Allow me to describe the problem like this. We start in $L$ and force with $\newcommand\P{\mathbb{P}}\P=\text{Add}(\omega,\kappa)$ to add $\kappa$ many Cohen reals. In the forcing extension $L[G]$, we form the class $\HOD_\R^{L[G]}$ of hereditarily ordinal-definable sets. Meanwhile, $L(\R)$ is the class of sets constructible from reals in $L[G]$, defined by starting with the real numbers of $L[G]$ and iteratively taking the definable power set.

Theorem. $\HOD_\R^{L[G]}=L(\R)$.

Proof. The inclusion $L(\R)\subseteq\HOD^\R$ is easy to see, as alluded to in the question, because every real is definable using itself as a parameter and, as can be seen by induction, every object in $L(\R)$ is definable in $L(\R)$ using finitely many ordinal and real parameters, and so every object there is definable in $L[G]$ using real and ordinal parameters. Indeed, in $L(\R)$ there is a definable surjection $s:\Ord\times\R\to L(\R)$, and this surjection is definable in $L[G]$.

It remains to see, conversely, that $\HOD^\R\subseteq L(\R)$. Suppose that $A$ is hereditarily definable in $L[G]$ using ordinal and real parameters. By $\in$-induction, we may assume that $A\subseteq L(\R)$. Let $B=\{(\alpha,z)\mid s(\alpha,z)\in A\}$, which is also definable in $L[G]$, using the definable surjection. It suffices to show that $B\in L(\R)$.

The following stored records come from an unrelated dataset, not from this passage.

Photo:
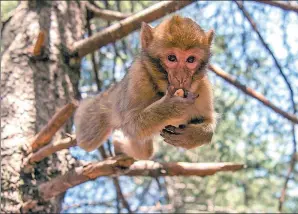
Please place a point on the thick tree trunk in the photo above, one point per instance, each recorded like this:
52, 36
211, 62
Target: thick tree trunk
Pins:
32, 89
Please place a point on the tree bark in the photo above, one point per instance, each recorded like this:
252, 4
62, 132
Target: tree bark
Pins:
33, 88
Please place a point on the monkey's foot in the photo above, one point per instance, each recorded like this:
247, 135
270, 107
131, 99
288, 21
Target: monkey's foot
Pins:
174, 130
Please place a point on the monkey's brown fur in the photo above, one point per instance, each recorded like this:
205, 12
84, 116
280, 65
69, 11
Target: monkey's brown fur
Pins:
142, 104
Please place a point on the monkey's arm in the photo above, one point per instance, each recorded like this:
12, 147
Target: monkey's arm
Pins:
189, 136
151, 120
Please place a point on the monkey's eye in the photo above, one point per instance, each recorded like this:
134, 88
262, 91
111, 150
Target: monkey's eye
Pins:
190, 59
172, 58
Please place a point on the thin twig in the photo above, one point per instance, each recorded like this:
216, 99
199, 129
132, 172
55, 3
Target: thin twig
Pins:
218, 71
109, 15
293, 156
254, 26
57, 121
112, 167
282, 4
52, 148
94, 67
126, 26
284, 189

Since $B\in\HOD_\R^{L[G]}$, there is a formula $\varphi$ for which $$B=\{(\alpha,z)\mid L[G]\models\varphi(\alpha,z,\beta,a)\},$$ for some ordinal parameter $\beta$ and real parameter $a$. Fix names $\dot B$ and $\dot a$ for which $\dot B_G=B$ and $\dot a_G=a$, and fix a condition $p_0\in G$ forcing that $\dot B$ is defined by $\varphi(\cdot,\cdot,\check\beta,\dot a)$.

Claim. $(\alpha,z)\in B$ if and only if there is $\dot z$ and $L$-generic $g$ for a countable complete suborder of $\P$ in $L$, with $p_0\in g$ and $\dot a_g=a$ and $\dot z_g=z$ and $\exists p\in g$ with $L\models p\Vdash \varphi(\check\alpha,\dot z,\check\beta,\dot a)$.

Proof. The forward implication is easy, since we can take $g$ to be a fragment of $G$. Conversely, suppose that we have $g$ and $\dot z$ as stated. Since $g$ is an $L$-generic real in $L[G]$, we may extend $g$ to a full $L$-generic filter $H\subset\P$ with $L[G]=L[H]$. It follows that there is an automorphism of the forcing $\pi:\P\cong\P$ in $L$ with $\pi[H]=G$. Since $p\Vdash\varphi(\check\alpha,\dot z,\check\beta,\dot a)$, it follows that $\pi(p)$ forces $\varphi(\check\alpha,\dot z^\pi,\check\beta,\dot a^\pi)$, where the superscript $\pi$ means that we have applied the induced automorphism on names.

Since $\dot a_G=a=\dot a_g=\dot a_H=\dot a^\pi_{\pi[H]}=\dot a^\pi_G$, it follows that there is some condition $q\in G$ forcing that $\dot a=\dot a^\pi$. Without loss, $q\leq \pi(p)$. So $q$ forces $\varphi(\check\alpha,\dot z^\pi,\check\beta,\dot a^\pi)$. Since $z=\dot z_g=\dot z_H=\dot z^\pi_{\pi[H]}=\dot z^\pi_G$, this implies $(\alpha,z)\in B$, as desired. QED (claim)

The claim implies the theorem, since that definition can be carried out in $L(\R)$, using $a$ and $\beta$ as parameters and the fact that the forcing relation is definable in $L$. QED

This argument is a little more complicated than I expected, and I'm not sure if there is a more direct argument.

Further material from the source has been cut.